There are a multitude of reasons why presumptive Republican presidential nominee Donald Trump is not qualified to hold the highest-elected office in the country. First and foremost, he has zero experience, not in Congress, not as a governor, and not even as a mayor or a city council member.

At this point, I’d take some solace knowing he was the senior class president of his high school. He’s never served the United States in any diplomatic capacity, and his foreign relations don’t extend beyond lavish vacations. His policy ideas are born out of ignorance, hatred, fear, misogyny, bigotry and exclusion.

But perhaps the scariest thing about Donald Trump is he’s a bully who has graduated from stealing lunch money, to verbally abusing anyone who would oppose him. As the leader of the free world, how are we supposed to trust someone so emotionally volatile to keep us safe?

Is it so far off the mark to imagine an enraged Trump, comb-over askew, ranting and raging red-faced after some real or perceived slight, declaring war to keep his ego intact? Worse yet, his abhorrent personality could alienate us from allies, create greater chasms between us and our foes and destroy tenuous bonds.

Many voters argue a woman can’t be president because she’ll be too emotional. As if the slightest obstacle will send her into a tailspin that would include tears, binging on ice cream and stalking any adversaries on social media. But it’s Trump who has time and again thrown tantrums when confronted with anything that doesn’t resemble praise or adulation. If beheadings were still in vogue, Trump would be a modern-day Henry VIII, lopping off the heads of his perceived foes.

Trump has a history of very public feuds (mostly with women): Heidi Klum, Megyn Kelly, Rosie O’Donnell, Hillary Clinton, Sarah Jessica Parker, Cher, Gail Collins, Bette Midler, Arianna Huffington, Pope Francis, Ted Cruz, Lindsey Graham, John McCain, Jeb Bush and Sadiq Kahn, just to name a few.

You can dismiss the celebrity feuds as inconsequential to the election except for the fact that they 1) Speak to his character 2) They are voters and 3) It demonstrates a verbally abusive and aggressive pattern of behavior. Also of note is how Trump devalues women if he doesn’t find them physically attractive and responds in kind.

Trump called Huffington “unattractive both inside and out” and went on to say he understood why her husband left her. After penning an unflattering piece about Trump, New York Times columnist Gail Collins received a copy of the article with her picture circled and “The Face of a Dog” written over the top of it.
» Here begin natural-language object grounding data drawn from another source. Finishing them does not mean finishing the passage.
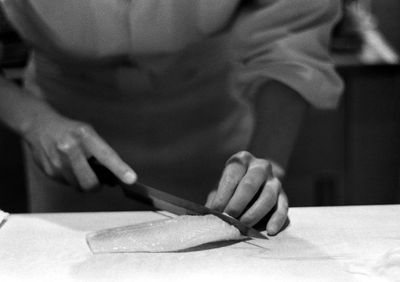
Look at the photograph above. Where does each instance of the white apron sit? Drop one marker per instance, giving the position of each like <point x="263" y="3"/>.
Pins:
<point x="168" y="83"/>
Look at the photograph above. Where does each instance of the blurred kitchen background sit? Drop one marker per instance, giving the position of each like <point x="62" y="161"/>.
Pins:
<point x="346" y="156"/>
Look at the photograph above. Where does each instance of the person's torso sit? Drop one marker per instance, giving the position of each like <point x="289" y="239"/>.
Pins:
<point x="153" y="79"/>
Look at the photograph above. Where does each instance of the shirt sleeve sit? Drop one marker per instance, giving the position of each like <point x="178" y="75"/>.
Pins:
<point x="288" y="41"/>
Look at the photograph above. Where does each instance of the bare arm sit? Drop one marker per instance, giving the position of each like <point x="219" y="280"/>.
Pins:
<point x="279" y="112"/>
<point x="60" y="146"/>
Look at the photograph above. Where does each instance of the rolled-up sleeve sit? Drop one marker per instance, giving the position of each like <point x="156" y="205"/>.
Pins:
<point x="288" y="41"/>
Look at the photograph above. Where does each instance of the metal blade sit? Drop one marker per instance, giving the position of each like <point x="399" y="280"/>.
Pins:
<point x="165" y="201"/>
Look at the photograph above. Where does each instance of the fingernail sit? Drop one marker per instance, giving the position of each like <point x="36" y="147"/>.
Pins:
<point x="130" y="177"/>
<point x="272" y="230"/>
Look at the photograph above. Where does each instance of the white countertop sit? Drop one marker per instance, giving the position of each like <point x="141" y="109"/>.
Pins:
<point x="321" y="244"/>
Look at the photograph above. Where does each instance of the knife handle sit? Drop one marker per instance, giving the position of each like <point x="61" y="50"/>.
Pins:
<point x="104" y="175"/>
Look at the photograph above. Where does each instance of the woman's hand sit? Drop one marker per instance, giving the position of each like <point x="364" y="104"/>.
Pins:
<point x="61" y="147"/>
<point x="248" y="191"/>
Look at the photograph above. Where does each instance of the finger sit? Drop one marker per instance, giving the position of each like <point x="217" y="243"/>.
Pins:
<point x="84" y="174"/>
<point x="267" y="200"/>
<point x="249" y="185"/>
<point x="280" y="215"/>
<point x="95" y="145"/>
<point x="231" y="177"/>
<point x="81" y="170"/>
<point x="210" y="198"/>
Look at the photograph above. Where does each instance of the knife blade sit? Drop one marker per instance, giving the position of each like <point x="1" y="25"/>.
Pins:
<point x="165" y="201"/>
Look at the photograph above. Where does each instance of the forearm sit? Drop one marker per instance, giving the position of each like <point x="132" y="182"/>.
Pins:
<point x="279" y="112"/>
<point x="20" y="109"/>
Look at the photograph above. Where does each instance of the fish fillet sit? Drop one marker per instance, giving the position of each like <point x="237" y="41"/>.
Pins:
<point x="168" y="235"/>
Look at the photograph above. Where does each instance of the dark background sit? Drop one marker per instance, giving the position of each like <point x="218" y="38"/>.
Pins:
<point x="350" y="155"/>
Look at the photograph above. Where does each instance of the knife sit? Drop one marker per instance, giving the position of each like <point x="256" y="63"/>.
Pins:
<point x="165" y="201"/>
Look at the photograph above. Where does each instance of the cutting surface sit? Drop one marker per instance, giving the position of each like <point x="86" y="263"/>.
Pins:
<point x="329" y="244"/>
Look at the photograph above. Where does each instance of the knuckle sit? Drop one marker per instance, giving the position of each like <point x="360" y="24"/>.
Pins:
<point x="233" y="211"/>
<point x="84" y="130"/>
<point x="67" y="145"/>
<point x="243" y="155"/>
<point x="250" y="182"/>
<point x="230" y="179"/>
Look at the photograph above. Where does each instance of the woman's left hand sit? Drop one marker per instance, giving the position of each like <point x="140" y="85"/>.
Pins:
<point x="248" y="191"/>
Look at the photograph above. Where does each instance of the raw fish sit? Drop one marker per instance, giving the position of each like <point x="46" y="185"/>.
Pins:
<point x="168" y="235"/>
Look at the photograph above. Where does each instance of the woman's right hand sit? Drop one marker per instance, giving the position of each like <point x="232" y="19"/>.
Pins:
<point x="61" y="147"/>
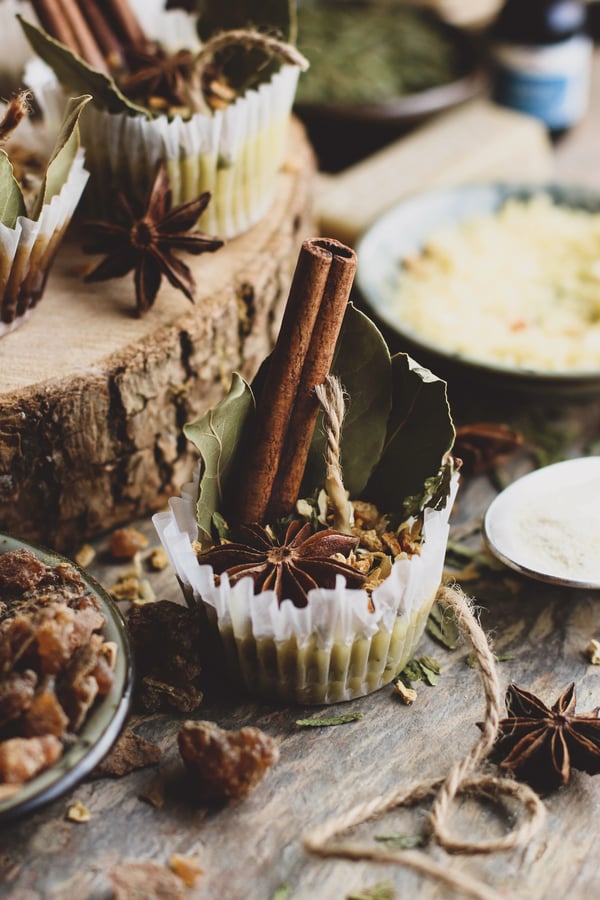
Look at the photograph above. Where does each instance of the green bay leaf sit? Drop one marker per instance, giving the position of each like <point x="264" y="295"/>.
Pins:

Trump has called Clinton a “liar,” “weak,” “sad” and “pathetic” on Twitter. After FOX News reporter Megyn Kelly took Trump to task for comments he’d made about his female opponents, Trump told CNN “You could see the blood coming out of her eyes. Blood coming out of her wherever.”

What happens when Trump comes face-to-face with South Korea’s Park Geun-hye, or German Chancellor Angela Merkel or the President of Brazil, Dilma Rousseff? Not to mention all the female politicians, journalists and lobbyists in Washington D.C. What about his working-class female constituents who don’t resemble Barbie dolls?

It’s not just women who bear the brunt of Trump’s foul-mouthed temper either. He called Pope Francis a “pawn,” Ted Cruz “a basket case,” Lindsey Graham a “disgrace and a nut job” and former POW John McCain “not a war hero.”

This is all just the pre-show, folks. The atrocities that could spill out of Trump during the main event are innumerable.

I realize Americans are frustrated, fed up with the status quo. Trump is an outsider, a repugnant rebel with a cause. But ask yourself if an overgrown toddler, a swindler, an elitist, a man whose heart is filled with vitriol and hate who doesn’t think before he speaks or show any empathy or remorse for his numerous misdeeds is really going to “Make America Great Again.”

If Trump is elected, I know my head will hit the pillow every night filled with apprehension that there could possibly be no tomorrow.